The Styrian harmonica is mainly used in folk music in Austria, South Tyrol, the Czech Republic, Slovenia and Bavaria, but also in other countries.

Club model

The club hand organ ( German club model , also diatonic hand organ ) is a diatonic, alternating tone harmonica with two keys and semitones in a third row.

In Germany, in traditional folk music often for song accompaniment or played Model Club in accordion orchestras that having on the middle row in the middle of a single button, the same sound on pulling and pushing plays ( Gleichton ). The most common key of this model is the combination of C / F. The instruments made by the Hohner company are the most popular . However, both Schwyzerörgeli and Styrian harmonica are offered with a key assignment on the treble and bass that corresponds to the Hohner Club models, there is no general standard for the key assignment. Some club models were offered with an extended number of diatonic basses on the bass side. Very often these models are also used with register switching on the treble.
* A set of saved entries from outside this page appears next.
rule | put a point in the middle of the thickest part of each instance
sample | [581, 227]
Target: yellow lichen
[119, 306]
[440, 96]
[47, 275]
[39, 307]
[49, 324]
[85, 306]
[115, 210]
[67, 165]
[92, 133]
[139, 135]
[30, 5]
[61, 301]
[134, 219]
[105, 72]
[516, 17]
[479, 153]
The club model therefore corresponds structurally to a three-row diatonic harmonica with adapted key assignment and is therefore offered as a variant by most manufacturers. The external website given below shows the key assignment.

In the Musikverlag Holzschuh in Manching there is a teaching aid called the Neue Holzschuh-Schule (a thorough and easily comprehensible course for the accordion by Alfons Holzschuh).

Viennese model

The Viennese model , which is equipped with two rows without identical tones, is enjoying increasing popularity as an instrument especially for live music at folk dance events that were originally inspired by France (“ Bal Folk ”, “Tanzhaus”). High quality instruments mainly from Italy and France and a further development of the playing technique have contributed to the attractiveness of this instrument. The usual notation is often accompanied by a French tablature .


Italian organetto

Web links

Commons : Diatonic Accordion  - Collection of Images, Videos, and Audio Files

Individual evidence

  1. The descant of slide instruments is the melody keyboard (or the usually right side of the instrument) in contrast to the bass keyboard, the accompaniment.
  2. C. Bruno & Son: musical instruments, strings, etc. 1881 ( archive.org - p. 24 to p. 97 are missing in the digitization).
  3. C. Bruno & Son: musical instruments, strings, etc. approx. 1890, with many hand-colored illustrations. S. 69-102 ( Textarchiv - Internet Archive ).